In return, Bell says it will provide advertising and promotions that are more "tailored" to their needs and preferences.
If given permission, Bell will collect information about its customers' age, gender, billing addresses, and the specific tablet, television or other devices used to access Bell services.
It will also collect the "number of messages sent and received, voice minutes, user data consumption and type of connectivity when downloading or streaming."
Privacy and security concerns
"I mean, in a perfect world, they would give you discounts or they would give you points or things that consumers would more tangibly want, rather than just the elimination of a pain point — which is what they're offering right now," Toronto-based consultant Charlie Wilton, whose firm has advised Bell and Rogers in the past, says.

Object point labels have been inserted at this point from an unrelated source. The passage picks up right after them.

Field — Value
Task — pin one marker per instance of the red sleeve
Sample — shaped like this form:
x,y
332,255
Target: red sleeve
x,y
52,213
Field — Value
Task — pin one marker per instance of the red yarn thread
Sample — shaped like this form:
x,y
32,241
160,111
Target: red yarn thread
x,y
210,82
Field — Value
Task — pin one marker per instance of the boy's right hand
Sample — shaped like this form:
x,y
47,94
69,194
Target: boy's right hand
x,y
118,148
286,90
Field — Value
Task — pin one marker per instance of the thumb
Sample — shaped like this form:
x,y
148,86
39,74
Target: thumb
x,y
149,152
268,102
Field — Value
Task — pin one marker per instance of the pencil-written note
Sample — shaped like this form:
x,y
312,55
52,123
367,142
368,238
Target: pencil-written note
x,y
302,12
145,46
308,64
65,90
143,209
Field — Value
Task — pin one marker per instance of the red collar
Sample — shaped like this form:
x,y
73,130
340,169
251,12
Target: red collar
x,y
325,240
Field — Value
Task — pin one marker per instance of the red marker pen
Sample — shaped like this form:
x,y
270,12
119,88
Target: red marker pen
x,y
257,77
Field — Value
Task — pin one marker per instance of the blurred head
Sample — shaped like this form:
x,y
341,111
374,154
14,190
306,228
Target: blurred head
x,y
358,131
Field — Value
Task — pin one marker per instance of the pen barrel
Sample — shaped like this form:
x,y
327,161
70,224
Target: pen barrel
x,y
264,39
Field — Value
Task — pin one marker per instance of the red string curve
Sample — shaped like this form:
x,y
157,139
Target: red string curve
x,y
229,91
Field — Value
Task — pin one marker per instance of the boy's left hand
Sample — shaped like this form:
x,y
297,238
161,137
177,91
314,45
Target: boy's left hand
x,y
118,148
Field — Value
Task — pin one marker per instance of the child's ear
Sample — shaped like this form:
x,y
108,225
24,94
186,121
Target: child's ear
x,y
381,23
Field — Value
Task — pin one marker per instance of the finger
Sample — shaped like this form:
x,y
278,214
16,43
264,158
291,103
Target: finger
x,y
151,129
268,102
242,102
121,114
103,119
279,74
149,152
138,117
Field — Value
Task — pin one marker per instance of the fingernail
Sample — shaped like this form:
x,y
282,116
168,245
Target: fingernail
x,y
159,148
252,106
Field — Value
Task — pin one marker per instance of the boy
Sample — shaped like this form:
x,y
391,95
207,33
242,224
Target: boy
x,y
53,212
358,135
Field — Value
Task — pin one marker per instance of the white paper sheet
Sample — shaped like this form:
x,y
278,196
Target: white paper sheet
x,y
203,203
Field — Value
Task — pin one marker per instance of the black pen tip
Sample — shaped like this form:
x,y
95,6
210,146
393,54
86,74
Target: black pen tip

Teresa Scassa, who teaches law at the University of Ottawa and holds the Canada Research Chair in Information Law and Policy, says Bell has done a good job of explaining what it wants to do but there are also privacy and security concerns to consider.
At the macro level, Bell's data security could be breached by hackers. At the micro level, she adds, there's the potential for family friction if everybody starts getting ads based on one person's activities.

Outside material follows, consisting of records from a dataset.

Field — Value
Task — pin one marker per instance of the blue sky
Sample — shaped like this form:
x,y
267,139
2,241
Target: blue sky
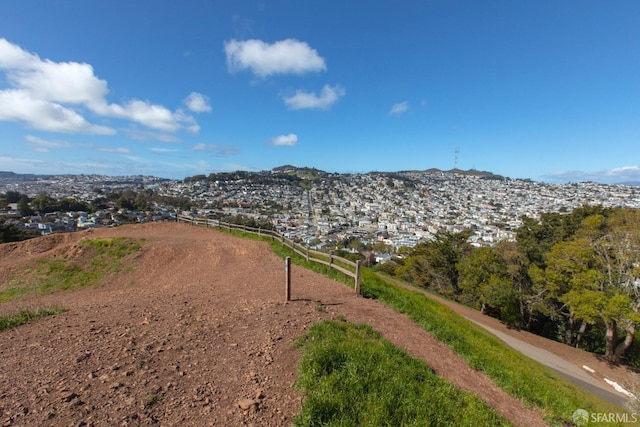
x,y
545,90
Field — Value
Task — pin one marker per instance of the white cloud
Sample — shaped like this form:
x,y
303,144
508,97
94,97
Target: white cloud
x,y
288,56
44,146
144,135
18,106
219,150
290,140
399,108
119,150
625,174
204,147
197,102
162,150
309,100
50,96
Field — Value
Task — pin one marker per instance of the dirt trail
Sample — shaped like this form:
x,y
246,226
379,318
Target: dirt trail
x,y
565,360
195,334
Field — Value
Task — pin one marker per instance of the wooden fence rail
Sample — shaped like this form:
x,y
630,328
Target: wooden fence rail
x,y
329,259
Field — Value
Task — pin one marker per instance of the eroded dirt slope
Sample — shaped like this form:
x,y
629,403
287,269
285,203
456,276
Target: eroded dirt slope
x,y
196,333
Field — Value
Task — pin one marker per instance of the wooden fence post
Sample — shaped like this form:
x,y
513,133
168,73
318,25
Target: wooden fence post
x,y
287,270
357,286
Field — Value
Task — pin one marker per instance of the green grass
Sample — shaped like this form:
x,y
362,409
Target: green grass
x,y
352,377
515,373
26,316
518,375
96,258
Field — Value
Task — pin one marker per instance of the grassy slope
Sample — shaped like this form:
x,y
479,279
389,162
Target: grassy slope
x,y
353,377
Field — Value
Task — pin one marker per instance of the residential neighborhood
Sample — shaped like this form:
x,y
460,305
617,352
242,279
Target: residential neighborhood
x,y
322,209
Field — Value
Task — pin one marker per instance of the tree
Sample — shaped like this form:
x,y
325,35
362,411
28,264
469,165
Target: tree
x,y
595,276
43,203
570,271
618,250
23,207
434,263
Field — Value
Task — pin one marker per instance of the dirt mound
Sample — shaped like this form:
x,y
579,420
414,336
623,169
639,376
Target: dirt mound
x,y
193,331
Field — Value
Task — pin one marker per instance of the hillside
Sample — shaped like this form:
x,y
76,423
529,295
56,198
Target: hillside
x,y
193,330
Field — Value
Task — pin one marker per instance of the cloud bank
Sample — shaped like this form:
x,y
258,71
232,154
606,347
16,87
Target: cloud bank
x,y
399,108
290,140
625,174
309,100
288,56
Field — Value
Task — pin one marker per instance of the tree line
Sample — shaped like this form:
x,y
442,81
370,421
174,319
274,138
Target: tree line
x,y
571,277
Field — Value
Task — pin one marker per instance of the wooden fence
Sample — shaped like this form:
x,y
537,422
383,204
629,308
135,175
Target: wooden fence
x,y
343,265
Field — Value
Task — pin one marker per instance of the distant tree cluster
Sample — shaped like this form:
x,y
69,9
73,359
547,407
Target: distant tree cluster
x,y
571,277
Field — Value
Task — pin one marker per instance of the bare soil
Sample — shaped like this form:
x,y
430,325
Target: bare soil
x,y
195,333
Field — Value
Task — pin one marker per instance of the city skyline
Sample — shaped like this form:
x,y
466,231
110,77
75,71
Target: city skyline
x,y
540,91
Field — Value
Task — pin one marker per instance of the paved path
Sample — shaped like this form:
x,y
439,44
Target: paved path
x,y
573,373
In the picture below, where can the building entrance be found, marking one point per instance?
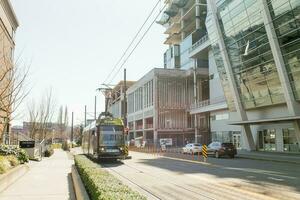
(267, 140)
(236, 139)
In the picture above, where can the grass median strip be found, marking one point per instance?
(101, 185)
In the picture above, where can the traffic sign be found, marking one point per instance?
(204, 152)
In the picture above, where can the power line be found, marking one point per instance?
(137, 44)
(132, 41)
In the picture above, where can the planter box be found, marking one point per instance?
(79, 188)
(11, 176)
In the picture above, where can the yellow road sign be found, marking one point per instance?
(204, 151)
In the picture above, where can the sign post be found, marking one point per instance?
(204, 152)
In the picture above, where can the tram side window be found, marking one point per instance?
(111, 128)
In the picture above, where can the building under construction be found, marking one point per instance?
(159, 106)
(116, 103)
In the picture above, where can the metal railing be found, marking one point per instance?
(208, 102)
(199, 43)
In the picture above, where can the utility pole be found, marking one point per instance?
(95, 117)
(84, 116)
(125, 99)
(195, 101)
(72, 130)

Ads for pornography, birth control or services for victims of abuse could trigger confrontations, for instance.
"Some families are open and sharing. Others are fraught with tension and violence," Scassa says.

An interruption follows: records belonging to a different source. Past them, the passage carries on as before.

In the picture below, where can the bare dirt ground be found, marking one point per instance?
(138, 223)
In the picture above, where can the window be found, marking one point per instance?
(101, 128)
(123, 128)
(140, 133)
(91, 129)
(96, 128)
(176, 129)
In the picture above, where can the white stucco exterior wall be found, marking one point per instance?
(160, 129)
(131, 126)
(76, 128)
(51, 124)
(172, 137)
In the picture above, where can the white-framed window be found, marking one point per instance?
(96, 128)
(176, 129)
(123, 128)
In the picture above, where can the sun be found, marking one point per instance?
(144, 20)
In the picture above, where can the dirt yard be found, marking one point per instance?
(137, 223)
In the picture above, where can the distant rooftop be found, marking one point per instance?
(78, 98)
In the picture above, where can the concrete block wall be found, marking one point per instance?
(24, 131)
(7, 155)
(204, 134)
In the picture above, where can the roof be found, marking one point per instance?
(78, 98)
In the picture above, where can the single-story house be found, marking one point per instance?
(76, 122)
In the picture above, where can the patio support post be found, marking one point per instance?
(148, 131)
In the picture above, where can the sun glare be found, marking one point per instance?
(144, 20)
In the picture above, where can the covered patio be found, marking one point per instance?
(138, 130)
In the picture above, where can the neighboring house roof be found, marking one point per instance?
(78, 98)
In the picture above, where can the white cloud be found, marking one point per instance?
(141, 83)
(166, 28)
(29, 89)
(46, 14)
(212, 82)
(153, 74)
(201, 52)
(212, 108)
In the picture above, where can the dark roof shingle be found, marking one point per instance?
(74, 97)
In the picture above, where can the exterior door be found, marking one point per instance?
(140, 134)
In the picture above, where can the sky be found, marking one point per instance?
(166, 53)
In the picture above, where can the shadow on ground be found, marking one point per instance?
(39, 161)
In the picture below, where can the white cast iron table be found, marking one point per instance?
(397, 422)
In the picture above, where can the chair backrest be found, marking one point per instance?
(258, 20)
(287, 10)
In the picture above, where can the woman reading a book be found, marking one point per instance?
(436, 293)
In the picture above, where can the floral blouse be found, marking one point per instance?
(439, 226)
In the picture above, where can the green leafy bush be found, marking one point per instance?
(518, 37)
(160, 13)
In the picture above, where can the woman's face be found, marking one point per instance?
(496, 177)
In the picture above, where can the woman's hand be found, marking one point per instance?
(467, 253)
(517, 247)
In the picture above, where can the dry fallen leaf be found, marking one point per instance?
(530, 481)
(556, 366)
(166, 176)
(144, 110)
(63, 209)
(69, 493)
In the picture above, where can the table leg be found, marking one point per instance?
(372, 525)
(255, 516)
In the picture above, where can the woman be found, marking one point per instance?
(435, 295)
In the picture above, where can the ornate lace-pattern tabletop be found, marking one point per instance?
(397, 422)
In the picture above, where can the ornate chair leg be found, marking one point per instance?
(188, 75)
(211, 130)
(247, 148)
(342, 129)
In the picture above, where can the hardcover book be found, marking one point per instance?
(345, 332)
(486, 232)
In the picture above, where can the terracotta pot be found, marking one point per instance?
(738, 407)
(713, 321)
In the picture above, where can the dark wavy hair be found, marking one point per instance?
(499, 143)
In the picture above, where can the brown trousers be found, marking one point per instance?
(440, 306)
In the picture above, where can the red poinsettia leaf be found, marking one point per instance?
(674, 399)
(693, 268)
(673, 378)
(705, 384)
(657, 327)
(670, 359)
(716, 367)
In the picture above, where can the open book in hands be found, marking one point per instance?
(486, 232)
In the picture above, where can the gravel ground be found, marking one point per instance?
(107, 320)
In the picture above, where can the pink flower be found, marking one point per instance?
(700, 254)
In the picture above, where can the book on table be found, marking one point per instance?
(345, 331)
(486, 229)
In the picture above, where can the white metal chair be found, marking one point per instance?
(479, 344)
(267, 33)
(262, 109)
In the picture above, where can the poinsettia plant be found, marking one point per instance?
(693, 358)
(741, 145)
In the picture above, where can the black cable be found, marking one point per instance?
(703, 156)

Wilton says a company in Bell's position also runs the risk that customers will feel betrayed if their information is leaked or the advertising they receive is inappropriate.
Back in Oct. 2013, CBC reported another similar news item on Bell about Privacy commissioner to start investigating Bell's data collection as Canadian telecom giant was about to begin highly targeted advertising program in Nov. What Bell said back then:
"What's new is that we're giving Bell customers the option to receive internet advertising that's relevant to them rather than the random online advertising they're receiving now. The number of ads customers see won't increase and they can opt out anytime by visiting bell.ca/relevant ads. We're giving customers advance notice before we start offering relevant advertising on Nov. 16."
iPhoneInCanada has more details on this topic.
The Relevant Ads Program was eventually phased out in 2015 after the Privacy Commissioner of Canada ruled the advertising violated Canadian law, as it automatically opted-in customers.
Now, Bell’s current version of this ad tracking program recently asked customers last month to gain more access to personal information for improved “tailored marketing.” This data would arise from a Bell’s customers wireless or landline, internet, television, or anything related to Bell apps and the company’s affiliates.
The Canadian Press reports a notice sent out last month by Bell explained, “Tailored marketing means Bell will be able to customize advertising based on participant account information and service usage patterns, similar to the ways that companies like Google and others have been doing for some time.”
Bell says it wants to gain data such as a customer’s age, billing address, gender and specific devices used to access Bell services, on top of the “number of messages sent and received, voice minutes, user data consumption and type of connectivity when downloading or streaming,” for the sake of delivering more targeted ads.